Na educação, a oferta de ensino e os desempenhos escolares dos alunos são marcados por assimetrias territoriais relevantes. A pandemia pôs também a nu a falta de protecção, no emprego e no desemprego, dos trabalhadores informais e precários, traduzindo-se em níveis elevados de desemprego entre os jovens. Quanto aos idosos, a sua exposição à covid-19 revelou a reduzida cobertura dos cuidados de longo prazo geriátrico, além de ter exposto as insuficiências da rede de lares.
Na habitação, os confinamentos revelaram as más condições em que vivem muitos agregados familiares mais desfavorecidos, e, em simultâneo, o contínuo aumento dos preços das casas nos centros metropolitanos dificultou o acesso à habitação por parte das classes médias. No domínio da mobilidade, os receios de infecção terão afastado muitos cidadãos do uso de transportes públicos, pondo em causa os esforços de redução do peso do transporte individual nas zonas urbanas. Na cultura, acelerou-se a transformação dos padrões de consumo, com os serviços de streaming e outras actividades à distância a ganharem peso face aos eventos presenciais.
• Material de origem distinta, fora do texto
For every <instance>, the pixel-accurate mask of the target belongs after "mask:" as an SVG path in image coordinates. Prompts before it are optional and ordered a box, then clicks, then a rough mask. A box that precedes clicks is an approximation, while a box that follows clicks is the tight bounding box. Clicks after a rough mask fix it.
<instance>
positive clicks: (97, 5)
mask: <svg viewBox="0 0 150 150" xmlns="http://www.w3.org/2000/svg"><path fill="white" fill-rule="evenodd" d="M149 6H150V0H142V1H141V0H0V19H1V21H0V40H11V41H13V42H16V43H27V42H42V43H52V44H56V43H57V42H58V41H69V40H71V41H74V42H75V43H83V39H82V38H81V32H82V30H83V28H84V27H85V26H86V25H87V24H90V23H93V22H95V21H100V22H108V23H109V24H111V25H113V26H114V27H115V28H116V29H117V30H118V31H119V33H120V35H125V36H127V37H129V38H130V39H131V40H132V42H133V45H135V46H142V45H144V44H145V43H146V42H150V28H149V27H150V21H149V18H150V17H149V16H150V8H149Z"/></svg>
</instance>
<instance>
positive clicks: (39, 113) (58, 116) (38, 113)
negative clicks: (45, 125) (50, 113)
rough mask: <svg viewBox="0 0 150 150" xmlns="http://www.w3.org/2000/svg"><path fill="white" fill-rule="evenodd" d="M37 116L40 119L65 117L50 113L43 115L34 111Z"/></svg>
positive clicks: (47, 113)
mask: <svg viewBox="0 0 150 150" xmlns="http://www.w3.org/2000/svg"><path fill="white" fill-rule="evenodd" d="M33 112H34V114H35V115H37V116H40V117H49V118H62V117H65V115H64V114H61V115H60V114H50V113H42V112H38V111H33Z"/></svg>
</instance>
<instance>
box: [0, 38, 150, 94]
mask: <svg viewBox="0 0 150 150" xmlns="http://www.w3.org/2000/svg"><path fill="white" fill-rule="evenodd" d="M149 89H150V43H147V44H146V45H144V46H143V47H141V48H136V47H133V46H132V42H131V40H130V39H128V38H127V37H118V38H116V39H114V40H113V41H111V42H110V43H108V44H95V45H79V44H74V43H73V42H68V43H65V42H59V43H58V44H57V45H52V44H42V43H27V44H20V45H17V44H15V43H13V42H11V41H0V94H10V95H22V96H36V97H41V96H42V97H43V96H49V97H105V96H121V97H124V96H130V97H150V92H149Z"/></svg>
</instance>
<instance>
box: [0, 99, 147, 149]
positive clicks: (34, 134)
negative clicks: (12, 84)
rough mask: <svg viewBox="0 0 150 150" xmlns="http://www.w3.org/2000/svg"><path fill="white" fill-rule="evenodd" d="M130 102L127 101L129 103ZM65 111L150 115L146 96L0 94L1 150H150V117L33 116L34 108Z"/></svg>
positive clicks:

Um sector que conquistou enorme relevância na pandemia foi a investigação científica. “A resposta à pandemia convocou a ciência e a tecnologia para o desenvolvimento de novas vacinas, tratamentos e equipamentos, mas também para o esclarecimento das populações e para o planeamento adequado das políticas públicas na resposta aos desafios emergentes, alterando a percepção geral sobre a relevância social dos cientistas e das instituições de investigação”, lê-se no relatório. Que recomenda “um apoio político mais significativo ao investimento na ciência”.
Apesar de tudo, Paes Mamede faz questão de sublinhar que os problemas estruturais do país são, por definição, persistentes, e que “a evolução tem sido moderadamente positiva ao longo das últimas décadas”, sobretudo na saúde, educação e protecção social. E frisa a palavra décadas, para evidenciar que essas políticas públicas não são exclusivas de governos concretos: “Houve um consenso nos diferentes governos face a estas políticas, que depois têm tradução ao nível económico.” Ou seja, as políticas sociais traduzem-se em mais-valias para o país.